MANITOWOC — Sharon McConnell’s adult life has been a series of invitations offered and invitations accepted. Today, it’s her turn to invite others to become involved in their parish and community, she said.
Since 2012, McConnell has served as a sacristan at the chapel at Holy Family Memorial (HFM) in Manitowoc, volunteering over 1,500 service hours to the hospital operated by the Franciscan Sisters of Christian Charity.
In February, she was honored with one of the hospital’s two quarterly Inspired Caring Awards. Her nominator wrote, “Sharon’s stewardship is obvious through her willingness to selflessly serve the (hospital) community as a sacristan.”
Inspired Caring Award recipients “exemplify HFM core values of stewardship, excellence, respect, innovative care and compassion.”
McConnell retired from a 29-year career with the City of Manitowoc in 2009. “I began coming to Mass here,” she said, and when the priest who had been offering Mass was transferred, she realized “they didn’t have anybody to set up the altar.”
She had already been serving as a sacristan and extraordinary minister of holy Communion at her own parish of St. Francis of Assisi, so McConnell decided to volunteer at the hospital. Her volunteer ministry was inspired by Clara Svatek, a member of her parish, who extended an invitation to her to become more involved when she heard McConnell lector at a funeral.
“She said to me, ‘You have a really nice voice. … Why don’t you try being a lector?’” said McConnell.
Being a sacristan at the Holy Family Memorial Chapel has been a gift from God, she explained. “This is something that God has opened up for me because I asked him to show me some sign of what I should do when I retired,” she said.
Noon Mass is offered Monday to Friday, with Sunday Mass at 9 a.m. These days you’ll find her volunteering on Monday and Friday.
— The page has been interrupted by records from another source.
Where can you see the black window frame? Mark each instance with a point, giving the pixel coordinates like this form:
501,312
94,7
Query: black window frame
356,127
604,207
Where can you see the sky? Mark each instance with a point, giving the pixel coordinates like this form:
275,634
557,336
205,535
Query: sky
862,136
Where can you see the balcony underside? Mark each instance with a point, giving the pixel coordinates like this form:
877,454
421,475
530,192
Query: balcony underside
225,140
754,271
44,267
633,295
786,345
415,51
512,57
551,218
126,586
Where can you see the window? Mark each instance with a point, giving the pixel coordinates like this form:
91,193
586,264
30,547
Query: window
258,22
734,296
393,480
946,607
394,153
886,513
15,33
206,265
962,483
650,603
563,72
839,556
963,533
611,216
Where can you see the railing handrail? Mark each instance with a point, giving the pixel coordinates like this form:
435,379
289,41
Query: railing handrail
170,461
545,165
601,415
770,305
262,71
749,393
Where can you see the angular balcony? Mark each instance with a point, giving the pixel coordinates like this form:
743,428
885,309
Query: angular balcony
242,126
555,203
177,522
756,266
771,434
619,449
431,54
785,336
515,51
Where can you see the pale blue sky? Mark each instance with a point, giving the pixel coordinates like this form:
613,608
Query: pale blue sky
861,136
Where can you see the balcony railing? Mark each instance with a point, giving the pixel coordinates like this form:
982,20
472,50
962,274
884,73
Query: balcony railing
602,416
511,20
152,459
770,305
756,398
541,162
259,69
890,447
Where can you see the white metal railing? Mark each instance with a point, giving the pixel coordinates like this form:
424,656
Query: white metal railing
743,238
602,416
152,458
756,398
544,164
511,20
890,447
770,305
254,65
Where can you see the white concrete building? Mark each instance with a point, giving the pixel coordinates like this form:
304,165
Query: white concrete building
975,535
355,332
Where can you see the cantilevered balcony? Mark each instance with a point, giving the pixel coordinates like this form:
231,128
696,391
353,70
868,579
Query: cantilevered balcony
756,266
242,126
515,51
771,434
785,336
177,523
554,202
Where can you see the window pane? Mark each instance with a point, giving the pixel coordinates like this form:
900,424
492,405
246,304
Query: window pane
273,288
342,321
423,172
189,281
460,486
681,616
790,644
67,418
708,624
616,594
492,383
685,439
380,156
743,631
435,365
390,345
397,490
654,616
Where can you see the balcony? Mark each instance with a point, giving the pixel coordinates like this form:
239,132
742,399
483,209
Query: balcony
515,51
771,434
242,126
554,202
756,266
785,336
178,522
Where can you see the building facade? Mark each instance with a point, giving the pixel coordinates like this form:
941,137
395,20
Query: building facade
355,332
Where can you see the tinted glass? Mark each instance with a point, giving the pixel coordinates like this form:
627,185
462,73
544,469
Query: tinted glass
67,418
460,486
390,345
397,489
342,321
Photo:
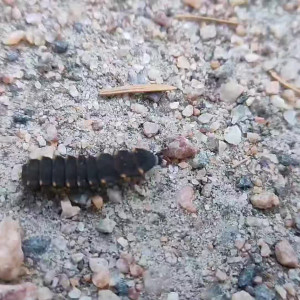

Whether serving as the sacristan at the chapel or her parish, McConnell said, “You’re behind the scenes quite a bit. … You ready the credence table for the Mass, you have to light the candles and make sure the sound system is up and ready,” plus make sure lectors and Communion ministers are ready.
“It’s almost like when someone is getting ready for a play production. You get there before all the hustle and bustle and when it gets time, about 15 minutes before … the hustle and bustle really starts,” she said.
McConnell said there were times in her younger years when she didn’t “feel worthy” to participate like she does now in the church.
Her daughter was only 3 years old when her husband left her, she said. And though her marriage was annulled, McConnell said, “I had to get into a place where I was doing what the Lord wanted me to do.” Her daughter, Kristin Mulkey, now lives with her husband Scott and their daughters Anna, 10, and Emily, 8, in Pensacola, Fla. “They are the love of my life,” she said of her granddaughters.
One of McConnell’s favorite keepsakes is a small plaque with a saying from St. Teresa of Calcutta: “Do small things with great love.”
That plaque was given to her by her friend Rose Marie Derks, who passed away three years ago from ovarian cancer. Her influence was life-changing, McConnell said.
McConnell recalled how she would often go for a walk during her lunch breaks while working for the city. One day she stopped in for lunch at Beerntsen’s Confectionary. In another booth also on break from work and having lunch was Derks. She had seen Derks before, but they had never met.
“We just got talking to each other and realized how much we had in common,” she said. As the friendship grew, at Derks’ invitation she attended a weekend retreat and later a Bible study as well as respect life activities. “She and I were like sisters in Christ,” McConnell said, adding, “God has his plan.”
McConnell participates in 40 Days for Life, is a member of her parish’s Respect Life Ministry, and is coordinator for the parish funeral dinners at the Marshall Street site. She is already looking forward to the Respect Life Ministry’s annual Baby Bottle Project, which will begin on Mother’s Day and conclude on Father’s Day.
Parishioners are sent home with baby bottles and asked to fill them with donations. “We give a portion of it to our pregnancy counseling center in Manitowoc, The Crossing,” she said. The donations have also helped send students to the annual March for Life in Washington D.C.
Learned from the experiences in her own life, McConnell said she now makes a point to invite people to service. “There are so many people out there that have gifts that could be sharing their gifts,” she said.
As for herself, she noted that both her parents lived into their 90s. “I have a lot to do yet,” said McConnell.